Is this expected behaviour with this kind of network? Or am I doing something wrong?

import torch
import torch.nn as nn
import argparse
from torch.nn.parallel import DistributedDataParallel as DPP
import torch.nn.functional as F
from tqdm import tqdm

class Discriminator(nn.Module):
    def __init__(self):
        super(Discriminator, self).__init__()

        in_channels = 3
        out_channels = 64
        depth = 7

        m_features = [
            nn.Conv2d(in_channels, out_channels, 3, padding=1),
        for i in range(depth):
            in_channels = out_channels
            if i % 2 == 1:
                stride = 1
                out_channels *= 2
                stride = 2
                in_channels, out_channels, 3, padding=1, stride=stride,

        self.features = nn.Sequential(*m_features)

        patch_size = 256 // (2 ** ((depth + 1) // 2))
        m_classifier = [
            nn.Linear(out_channels * patch_size ** 2, 1024),
            nn.LeakyReLU(negative_slope=0.2, inplace=False),
            nn.Linear(1024, 1)
        self.classifier = nn.Sequential(*m_classifier)

    def forward(self, f0):
        features = self.features(f0)
        output = self.classifier(features.view(features.size(0), -1))

        return output

torch.backends.cudnn.enabled = True  # make sure to use cudnn for computational performance

parser = argparse.ArgumentParser()
parser.add_argument("--local_rank", type=int, default=0)

args = parser.parse_args()

def train(rank, world_size):

    if world_size > 1:
        torch.distributed.init_process_group("nccl", init_method="env://", rank=rank, world_size=world_size)

    discriminator = Discriminator()
    optimizer = torch.optim.Adam(

    # -- Initialize model for distributed training --
    if torch.cuda.device_count() > 1:
        discriminator = DPP(discriminator, device_ids=[rank])

    frame = torch.rand((1, 3, 256, 256), device=f"cuda:{rank}")
    d_01 = discriminator(frame)

    label_01 = torch.zeros_like(d_01)

    for i in tqdm(range(30)):

        # - Compute loss -
        d_01 = discriminator(frame)
        loss = F.binary_cross_entropy_with_logits(d_01, label_01)


def main():
    world_size = torch.cuda.device_count()

    with torch.autograd.profiler.emit_nvtx():
        train(args.local_rank, world_size)

if __name__ == '__main__':

Does anyone have an insight on this?

so looking at your code, it looks like you didn’t create the process groups in different processes, and ended up just using one process, or are you just running the scripts on multi hosts?
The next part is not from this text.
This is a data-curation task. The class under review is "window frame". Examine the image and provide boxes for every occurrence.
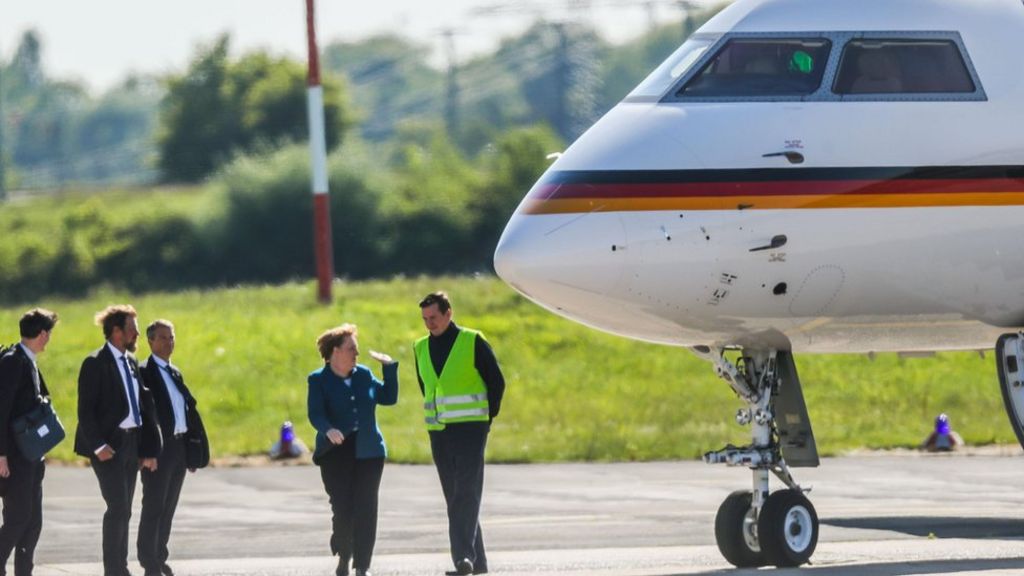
[830,32,985,102]
[655,30,985,104]
[625,33,721,102]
If not, did you try following the DDP tutorial, launch it in multiple processes and see if improves the performance?

Thank you for your answer :slight_smile: I did follow the tutorial. I use the torch.distributed.launch utility that takes care of creating one process per GPU. I am using it on one machine with two GPUs.
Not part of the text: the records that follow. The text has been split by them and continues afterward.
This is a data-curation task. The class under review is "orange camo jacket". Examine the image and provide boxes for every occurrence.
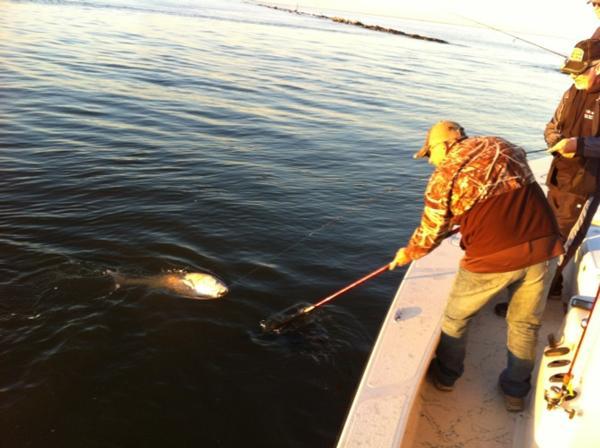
[405,136,535,260]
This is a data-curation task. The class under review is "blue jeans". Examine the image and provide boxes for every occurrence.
[430,257,558,397]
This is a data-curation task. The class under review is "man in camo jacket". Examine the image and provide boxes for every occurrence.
[389,120,563,411]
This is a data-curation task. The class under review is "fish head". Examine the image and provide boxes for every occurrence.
[182,273,229,299]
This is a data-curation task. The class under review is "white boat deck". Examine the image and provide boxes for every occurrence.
[337,156,564,448]
[408,294,563,448]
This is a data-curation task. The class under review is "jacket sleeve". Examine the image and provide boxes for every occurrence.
[544,89,569,148]
[405,167,454,260]
[579,137,600,157]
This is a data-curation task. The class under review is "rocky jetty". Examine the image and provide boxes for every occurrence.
[257,4,449,44]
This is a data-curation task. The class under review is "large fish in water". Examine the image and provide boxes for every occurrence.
[106,270,228,300]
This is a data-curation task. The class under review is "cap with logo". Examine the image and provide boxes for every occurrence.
[413,120,467,159]
[561,39,600,75]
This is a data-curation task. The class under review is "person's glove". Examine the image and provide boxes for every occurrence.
[389,247,411,270]
[548,137,577,158]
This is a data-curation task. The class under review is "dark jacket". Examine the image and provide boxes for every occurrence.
[544,86,600,196]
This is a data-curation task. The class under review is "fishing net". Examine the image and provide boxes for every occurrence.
[259,302,312,334]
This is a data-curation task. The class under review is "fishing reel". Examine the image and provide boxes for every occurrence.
[544,384,577,419]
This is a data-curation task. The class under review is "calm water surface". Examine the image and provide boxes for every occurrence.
[0,1,574,446]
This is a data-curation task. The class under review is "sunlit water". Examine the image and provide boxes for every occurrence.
[0,1,575,446]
It is true that I put my two models in the same (default) process group, but I also tried to use different process groups for both models and it did not change anything.

If the cost is dominated by allreduce communication, can you try no_sync context manager to reduce the sync frequency?
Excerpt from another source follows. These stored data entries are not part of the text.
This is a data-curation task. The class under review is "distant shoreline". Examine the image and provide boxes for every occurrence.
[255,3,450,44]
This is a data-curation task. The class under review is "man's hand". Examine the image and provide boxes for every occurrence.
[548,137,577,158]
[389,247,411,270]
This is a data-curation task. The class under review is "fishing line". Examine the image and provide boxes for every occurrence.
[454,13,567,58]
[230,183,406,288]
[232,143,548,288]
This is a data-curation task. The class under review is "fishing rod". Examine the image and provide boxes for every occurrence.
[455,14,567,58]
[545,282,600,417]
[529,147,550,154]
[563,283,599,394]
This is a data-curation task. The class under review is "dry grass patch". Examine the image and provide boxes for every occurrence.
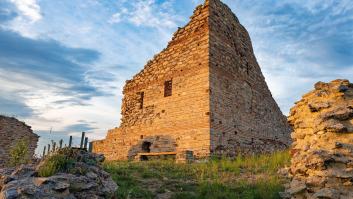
[103,150,290,199]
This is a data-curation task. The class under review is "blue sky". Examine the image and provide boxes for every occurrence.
[0,0,352,154]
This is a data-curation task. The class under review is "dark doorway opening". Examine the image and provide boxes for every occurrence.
[142,141,152,153]
[141,141,152,161]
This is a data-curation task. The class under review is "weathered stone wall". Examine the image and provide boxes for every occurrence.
[93,1,211,160]
[0,116,39,167]
[93,0,291,160]
[208,0,291,156]
[286,79,353,198]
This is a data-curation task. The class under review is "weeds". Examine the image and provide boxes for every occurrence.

Moreover, you probably can try to register a FP16 compression communication hook to compress the gradients before allreduce. It’s one-line code change. You can try even more advanced gradient compression if interested.

I am really surprised at such a high allreduce cost.


Thank you for your answer, I am sure your suggestion would have helped!

I finally understood the source of the problem. This network contains this layer: Linear(in_features=131072, out_features=1024, bias=True)

Which requires a huge number of gradients to be synchronized (~400 MB per iteration in fp32). As I don’t have any NVLink it makes sense that this synchronisation takes 500 ms I think.

So I ended up redesigning the network to avoid having such a huge fully connected layer.